Global equities rallied strongly at the start of the final trading week of 2020, as investors celebrate the Brexit trade agreement, the start of vaccinations in Europe, the positive news over AstraZeneca’s vaccine and the signing of the well-expected US Covid-19 relief package by President Trump.

US stimulus relief package:

Appetite for riskier assets increased this week after US. President Donald Trump signed a $900 billion coronavirus relief package into law on Sunday. Trump prevented a government shutdown late Sunday, extending the unemployment benefits into March for an estimated 14 million people in the USA. The new package includes a $600 direct payment to most individuals and adds $600 for every child.

President Trump suggested last week to veto the legislation demanding $2,000 direct payments instead of $600. The House voted Monday to increase the second round of federal direct payments to $2,000, leaving it up to the GOP-controlled Senate.

The stimulus-led market euphoria sent the industrial Dow Jones to close at fresh record highs of 30.400, up 0.7%, while S&P 500 and Nasdaq finished on Monday higher by 0.9% to 3.735 points and 0.7% to 12.900 points respectively, reaching new all-time highs as well.

Dow Jones index, Daily chart

Dow Jones and S&P 500 gained 6% and 15% respectively in 2020 recovering all Covid-led losses. However, it was the technology-focus Nasdaq Composite that outperformed the whole market, adding more than 45% in the same period as investors felt safe to position their funds into pandemic-winner tech names such as Netflix, Amazon, Zoom, and Apple.

Brexit trade deal and AstraZeneca’s vaccine:

Germany’s DAX index finished up 1.5% on Monday, erasing almost all pandemic-led losses, while France’s CAC rose 1.3%, on Brexit deal optimism, AstraZeneca vaccine news, and the start of mass vaccinations in Europe.

Britain’s FTSE 100 hit 8-month highs at 6.660 points on Tuesday after the drug maker AstraZeneca announced that its COVID-19 vaccine candidate is set to be granted emergency use approval from UK regulators this week. Hence, the company believes that its vaccine would be effective against a new variant of the virus that has helped drive a spike in cases in Britain.

European investors also cheered the long-awaited Brexit trade deal between the European Union and Britain last week. Euro and Pound Sterling currencies rose to 2 ½ year highs against the US dollar.

Asian Markets:

Equities in Asia were higher this morning, following the overnight gains on Wall Street. The Japanese index Nikkei 225 finished Tuesday’s session with 2% gains at 27.560 points, trading at levels not seen since 1990. South Korea’s Kospi finished the day at 2.820 points, up 0.50%, hitting fresh all-time highs, the Hang Seng gained 1% near yearly highs, while Australia’s ASX 200 rose 0.50%.

Crude oil gains:

Crude oil rose on Tuesday along with gains in global equities, over the growing optimism that the fresh US stimulus bill combined with the expectation for a global economic recovery in 2021 would increase the demand for petroleum products.

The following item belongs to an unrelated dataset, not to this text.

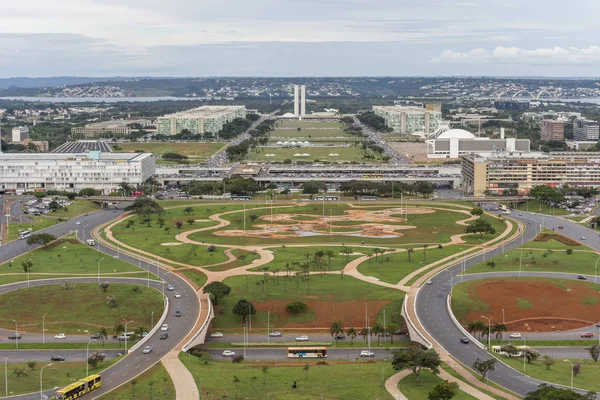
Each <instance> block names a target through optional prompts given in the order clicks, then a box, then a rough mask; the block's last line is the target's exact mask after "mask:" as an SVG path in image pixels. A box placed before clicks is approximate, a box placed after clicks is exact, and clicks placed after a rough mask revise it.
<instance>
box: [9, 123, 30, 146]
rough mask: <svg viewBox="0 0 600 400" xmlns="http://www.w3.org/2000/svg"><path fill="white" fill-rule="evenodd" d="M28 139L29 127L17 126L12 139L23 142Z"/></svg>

WTI and Brent crude prices added 1% yesterday, to $48 and $51 per barrel respectively erasing most of last week’s losses propelled from concerns over the new fast-spreading Covid variant in the UK.

Market outlook for 2021:

The market outlook for 2021 will remain bullish if the pandemic-damaged global economies will be supported by the ongoing massive monetary and fiscal stimulus, the low-interest rates, the weaker US dollar, and the successful mass vaccination of the global population which will allow economies to reopen after the devastating COVID-19 pandemic.